Considérations relatives aux retombées et aux mesures correctives prises par la direction
Il est question ici des mesures que la direction peut prendre pour atténuer les répercussions de la pandémie de COVID-19. À titre d’exemple, au début de la pandémie, les assureurs ont rapidement retiré leurs produits d’assurance voyage et donné avis de leur intention de mettre fin à leurs produits d’assurance frais médicaux de voyage. Dans le cadre de l’analyse de l’examen de la santé financière (ESF), l’actuaire devrait tenir compte de ces occasions qu’a la direction de limiter l’exposition de l’entreprise aux pertes.
Dans le rapport d’ESF, il est crucial de fournir des informations claires et détaillées sur les incidences de la pandémie. L’actuaire devrait décrire clairement la mesure dans laquelle la pandémie a été prise en compte dans le scénario de base et dans les scénarios défavorables. Le cas échéant, toute reprise par rapport aux répercussions économiques observées en mars et en avril devrait être mentionnée. En outre, l’actuaire devrait décrire toutes les retombées et mesures prises par la direction relativement à la COVID‑19 qui ont été intégrées et dans quelle mesure, le cas échéant, elles ont eu une incidence sur la sélection des scénarios défavorables.

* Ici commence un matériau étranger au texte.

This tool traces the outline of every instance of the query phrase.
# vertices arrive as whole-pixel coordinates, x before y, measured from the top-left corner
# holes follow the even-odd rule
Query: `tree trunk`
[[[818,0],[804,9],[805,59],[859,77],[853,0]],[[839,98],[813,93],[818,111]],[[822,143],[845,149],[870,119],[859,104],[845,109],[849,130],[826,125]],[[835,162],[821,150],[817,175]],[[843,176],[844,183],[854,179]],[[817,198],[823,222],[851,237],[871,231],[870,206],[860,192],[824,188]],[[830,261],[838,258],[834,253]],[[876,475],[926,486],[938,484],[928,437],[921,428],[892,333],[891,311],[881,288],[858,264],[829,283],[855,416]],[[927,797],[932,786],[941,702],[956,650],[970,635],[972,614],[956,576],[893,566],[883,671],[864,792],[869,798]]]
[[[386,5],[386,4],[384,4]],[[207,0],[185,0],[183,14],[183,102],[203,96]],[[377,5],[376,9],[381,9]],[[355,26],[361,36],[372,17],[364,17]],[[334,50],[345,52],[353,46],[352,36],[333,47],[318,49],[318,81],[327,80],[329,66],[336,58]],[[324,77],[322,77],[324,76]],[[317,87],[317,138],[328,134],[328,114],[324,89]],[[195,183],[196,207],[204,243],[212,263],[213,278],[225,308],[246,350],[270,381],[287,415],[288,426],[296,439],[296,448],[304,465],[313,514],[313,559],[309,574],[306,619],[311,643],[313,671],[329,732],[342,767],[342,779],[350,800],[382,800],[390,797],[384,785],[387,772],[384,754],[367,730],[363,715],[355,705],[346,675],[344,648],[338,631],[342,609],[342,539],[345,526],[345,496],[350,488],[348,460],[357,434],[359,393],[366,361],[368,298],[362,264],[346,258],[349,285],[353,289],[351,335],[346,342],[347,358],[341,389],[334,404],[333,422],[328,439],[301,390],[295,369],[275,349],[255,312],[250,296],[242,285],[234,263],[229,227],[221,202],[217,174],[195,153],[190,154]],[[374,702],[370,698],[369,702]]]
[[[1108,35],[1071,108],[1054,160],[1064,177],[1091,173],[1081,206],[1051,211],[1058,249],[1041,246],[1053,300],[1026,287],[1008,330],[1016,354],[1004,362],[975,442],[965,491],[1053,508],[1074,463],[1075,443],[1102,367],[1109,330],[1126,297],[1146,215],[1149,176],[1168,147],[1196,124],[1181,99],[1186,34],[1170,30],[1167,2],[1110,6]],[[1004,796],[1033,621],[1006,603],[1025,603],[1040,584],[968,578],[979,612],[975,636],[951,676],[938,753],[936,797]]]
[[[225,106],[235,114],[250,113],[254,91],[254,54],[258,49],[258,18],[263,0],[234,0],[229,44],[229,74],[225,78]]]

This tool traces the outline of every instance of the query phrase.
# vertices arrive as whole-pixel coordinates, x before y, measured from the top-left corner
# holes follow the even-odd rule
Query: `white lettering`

L’actuaire devrait aussi déterminer si les réactions de routine et les mesures correctives de la direction dans des circonstances normales ou antérieures continuent de s’appliquer et demeurent appropriées dans le contexte de la COVID-19. Par exemple, il peut être plus difficile de réunir des capitaux en raison des restrictions touchant les marchés financiers. La réassurance est une mesure d’assouplissement traditionnelle pour la direction et sa disponibilité peut être considérablement limitée dans le contexte de la COVID-19. L’actuaire devrait prêter dûment attention aux hypothèses et restrictions clés entourant ces réactions de routine et mesures correctives et les divulguer dans le rapport d’ESF et dans la présentation à la haute direction et au conseil d’administration.
La bonne compréhension et l’interprétation de l’analyse de l’ESF s’appuient sur une compréhension claire de la façon dont la pandémie de COVID-19 a été prise en compte.